La Commission des droits de la personne et le Barreau du Québec se sont prononcés publiquement sur la Charte de la laïcité. Selon eux, la Charte va à l'encontre de la Charte canadienne des droits et libertés. À mon avis, ces deux importants organismes errent grandement en mettant la charrue avant les boeufs, c'est-à-dire les droits devant les valeurs.

Quelqu'un devrait expliquer à ces deux associations que, dans une démocratie, les lois servent à défendre les grandes valeurs qu'un peuple se donne pour orienter la vie personnelle et collective de ses membres et non le contraire. Les lois actuelles ne doivent pas servir de frein aux nouveaux consensus sociaux autour des valeurs telles que l'égalité, la liberté et la laïcité afin qu'elles respectent toujours davantage la dignité humaine.
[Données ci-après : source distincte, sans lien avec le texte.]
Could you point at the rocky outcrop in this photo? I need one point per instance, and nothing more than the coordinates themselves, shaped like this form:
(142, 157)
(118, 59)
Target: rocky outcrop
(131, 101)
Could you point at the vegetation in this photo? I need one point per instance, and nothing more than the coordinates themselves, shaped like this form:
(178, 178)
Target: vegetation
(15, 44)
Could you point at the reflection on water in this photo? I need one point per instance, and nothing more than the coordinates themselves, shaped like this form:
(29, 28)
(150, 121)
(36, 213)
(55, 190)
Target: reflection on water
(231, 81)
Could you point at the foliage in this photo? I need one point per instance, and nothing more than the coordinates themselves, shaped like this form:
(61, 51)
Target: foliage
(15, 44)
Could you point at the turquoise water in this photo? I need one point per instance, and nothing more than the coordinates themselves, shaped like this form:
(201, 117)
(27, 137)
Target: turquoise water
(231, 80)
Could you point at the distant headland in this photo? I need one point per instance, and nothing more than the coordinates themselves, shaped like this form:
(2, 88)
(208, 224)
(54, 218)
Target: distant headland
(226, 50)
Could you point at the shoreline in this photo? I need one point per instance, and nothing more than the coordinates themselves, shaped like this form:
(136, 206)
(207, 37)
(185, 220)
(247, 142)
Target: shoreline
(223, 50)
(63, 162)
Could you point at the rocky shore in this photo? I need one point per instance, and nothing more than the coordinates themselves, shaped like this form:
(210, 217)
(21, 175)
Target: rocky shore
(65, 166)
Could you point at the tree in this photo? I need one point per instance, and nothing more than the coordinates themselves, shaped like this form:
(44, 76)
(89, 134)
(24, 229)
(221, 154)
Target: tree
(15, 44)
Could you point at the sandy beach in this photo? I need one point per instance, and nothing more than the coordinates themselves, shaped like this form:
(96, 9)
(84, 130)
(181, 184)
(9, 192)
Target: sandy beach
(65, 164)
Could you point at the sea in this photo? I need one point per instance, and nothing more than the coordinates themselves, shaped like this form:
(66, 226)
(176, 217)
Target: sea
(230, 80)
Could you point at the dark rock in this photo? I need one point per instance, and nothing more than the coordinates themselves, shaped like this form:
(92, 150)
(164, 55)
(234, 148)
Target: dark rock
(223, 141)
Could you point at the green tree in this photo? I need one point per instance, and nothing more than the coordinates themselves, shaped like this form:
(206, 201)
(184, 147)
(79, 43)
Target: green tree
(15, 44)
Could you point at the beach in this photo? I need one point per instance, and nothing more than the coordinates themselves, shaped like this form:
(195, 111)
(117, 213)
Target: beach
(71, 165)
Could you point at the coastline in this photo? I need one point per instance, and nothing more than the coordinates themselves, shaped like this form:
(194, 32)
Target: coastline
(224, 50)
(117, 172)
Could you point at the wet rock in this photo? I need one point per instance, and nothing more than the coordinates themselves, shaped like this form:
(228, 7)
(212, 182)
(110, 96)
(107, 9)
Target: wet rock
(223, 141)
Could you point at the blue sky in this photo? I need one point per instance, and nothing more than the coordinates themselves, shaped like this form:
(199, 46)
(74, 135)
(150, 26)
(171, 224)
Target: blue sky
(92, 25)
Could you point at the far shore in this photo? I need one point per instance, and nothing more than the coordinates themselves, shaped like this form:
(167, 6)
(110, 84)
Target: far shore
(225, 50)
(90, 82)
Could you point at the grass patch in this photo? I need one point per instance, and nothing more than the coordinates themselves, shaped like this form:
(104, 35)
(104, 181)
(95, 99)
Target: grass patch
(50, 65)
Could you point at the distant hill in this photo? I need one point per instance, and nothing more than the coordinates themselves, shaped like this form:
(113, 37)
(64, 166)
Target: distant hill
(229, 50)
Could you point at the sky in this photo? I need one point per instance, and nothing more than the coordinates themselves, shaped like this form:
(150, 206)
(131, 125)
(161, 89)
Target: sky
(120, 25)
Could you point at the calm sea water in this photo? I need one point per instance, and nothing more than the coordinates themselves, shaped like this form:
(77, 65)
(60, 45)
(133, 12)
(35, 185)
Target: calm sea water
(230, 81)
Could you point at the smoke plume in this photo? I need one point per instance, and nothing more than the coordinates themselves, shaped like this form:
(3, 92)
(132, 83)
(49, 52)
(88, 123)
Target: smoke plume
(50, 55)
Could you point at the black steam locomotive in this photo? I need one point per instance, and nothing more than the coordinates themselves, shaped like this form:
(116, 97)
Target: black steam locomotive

Ces gens semblent ignorer le premier point de la Déclaration universelle des droits de l'homme: «Considérant que la reconnaissance de la dignité inhérente à tous les membres de la famille humaine et de leurs droits égaux et inaliénables constitue le fondement de la liberté, de la justice et de la paix dans le monde».

Ils semblent également ignorer que les trois premiers points de la Charte des droits et libertés de la personne du Québec avancent que «... tous les êtres humains sont égaux en valeur et en dignité» et «que tout être humain possède des droits et libertés intrinsèques, destinés à assurer sa protection et son épanouissement».
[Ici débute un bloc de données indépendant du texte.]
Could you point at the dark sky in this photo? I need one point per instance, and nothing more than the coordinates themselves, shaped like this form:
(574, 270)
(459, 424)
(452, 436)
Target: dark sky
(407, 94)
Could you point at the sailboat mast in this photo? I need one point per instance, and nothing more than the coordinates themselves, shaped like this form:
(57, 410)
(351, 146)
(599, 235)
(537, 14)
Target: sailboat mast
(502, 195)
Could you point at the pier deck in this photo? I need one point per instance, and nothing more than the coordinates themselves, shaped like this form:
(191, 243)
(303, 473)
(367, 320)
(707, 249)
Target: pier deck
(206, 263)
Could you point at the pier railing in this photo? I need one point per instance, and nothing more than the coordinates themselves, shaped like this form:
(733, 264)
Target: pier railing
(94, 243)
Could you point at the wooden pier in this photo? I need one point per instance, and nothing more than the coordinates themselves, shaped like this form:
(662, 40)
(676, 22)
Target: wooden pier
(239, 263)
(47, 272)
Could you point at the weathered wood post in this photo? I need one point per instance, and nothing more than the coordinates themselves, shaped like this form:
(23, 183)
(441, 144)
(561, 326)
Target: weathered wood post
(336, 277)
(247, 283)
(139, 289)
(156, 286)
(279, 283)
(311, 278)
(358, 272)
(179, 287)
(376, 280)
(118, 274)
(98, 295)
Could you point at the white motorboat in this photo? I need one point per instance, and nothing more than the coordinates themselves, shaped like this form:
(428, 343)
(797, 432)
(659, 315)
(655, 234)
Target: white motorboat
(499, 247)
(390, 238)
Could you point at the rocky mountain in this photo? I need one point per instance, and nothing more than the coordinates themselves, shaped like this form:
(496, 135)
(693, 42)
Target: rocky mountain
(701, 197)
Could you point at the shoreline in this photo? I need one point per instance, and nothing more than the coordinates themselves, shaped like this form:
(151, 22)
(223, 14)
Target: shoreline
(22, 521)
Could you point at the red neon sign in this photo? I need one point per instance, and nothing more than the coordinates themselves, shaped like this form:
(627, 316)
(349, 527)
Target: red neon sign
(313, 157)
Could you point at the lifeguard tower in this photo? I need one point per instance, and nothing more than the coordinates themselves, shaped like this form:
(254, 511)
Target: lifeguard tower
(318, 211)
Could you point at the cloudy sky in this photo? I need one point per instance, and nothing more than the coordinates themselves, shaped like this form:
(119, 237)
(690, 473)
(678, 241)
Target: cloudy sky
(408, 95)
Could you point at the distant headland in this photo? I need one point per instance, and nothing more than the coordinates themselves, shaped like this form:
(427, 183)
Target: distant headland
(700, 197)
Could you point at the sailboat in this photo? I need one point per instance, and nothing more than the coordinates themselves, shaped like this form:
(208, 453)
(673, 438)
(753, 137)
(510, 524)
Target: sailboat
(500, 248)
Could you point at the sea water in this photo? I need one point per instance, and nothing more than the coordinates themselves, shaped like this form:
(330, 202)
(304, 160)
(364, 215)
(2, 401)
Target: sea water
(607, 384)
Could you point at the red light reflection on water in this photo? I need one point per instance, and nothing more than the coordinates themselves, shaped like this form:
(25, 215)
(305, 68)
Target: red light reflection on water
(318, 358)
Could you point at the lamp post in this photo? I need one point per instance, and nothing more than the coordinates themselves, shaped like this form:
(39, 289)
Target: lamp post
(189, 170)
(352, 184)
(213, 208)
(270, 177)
Ces textes sont très explicites. Ils placent les valeurs avant les lois. Toute vie humaine est une valeur intrinsèque absolue parce qu'elle est, de nature, une fin en soi et pour soi, donc à soi-même sa valeur suprême. Or, ce qui est à soi-même sa valeur absolue est sacré, digne d'un respect absolu et inconditionnel. Voilà pourquoi la Déclaration universelle des droits de l'homme et la Charte des droits et libertés de la personne du Québec sont fondées sur la primauté de l'humain; c'est-à-dire sur la dignité absolue intrinsèque à toute vie humaine.

Malheureusement, les humains n'ont pas encore fondé la dignité humaine sur une conception naturelle, rationnelle et scientifique de leur commune nature et ses exigences de bon développement et de bon fonctionnement dans ses nombreux rapports. C'est pourquoi l'humanité n'a pas encore élaboré une charte universelle des valeurs, seule capable de justifier nos chartes des droits et des responsabilités. Sans une telle charte, l'émancipation et le rapprochement des humains sont impensables.

Faute d'une charte universelle des valeurs, les élus ont été obligés d'établir des lois selon leur conscience personnelle fortement influencée par leur culture, et parfois par leurs intérêts personnels et corporatistes. Plus important encore, la Charte canadienne est fondée sur la suprématie de Dieu et la primauté du droit. Une telle charte sera toujours irréconciliable avec une charte fondée sur la dignité et la primauté de l'humain.

La justice devrait n'avoir qu'un but: faire respecter, par l'intermédiaire des lois, les valeurs qui respectent la dignité humaine. Comme la Charte canadienne des droits et libertés n'est pas fondée sur la dignité humaine, il est tout à fait normal qu'elle ne reconnaisse pas une future Charte de la laïcité, qui n'est qu'une caractéristique essentielle d'un gouvernement démocratique fondé sur l'humain, par l'humain et pour l'humain.

Voilà pourquoi le gouvernement du Québec aura non seulement le droit, mais l'obligation morale, de recourir à la clause nonobstant pour respecter la volonté du peuple s'il se prononce démocratiquement en faveur de la Charte de la laïcité.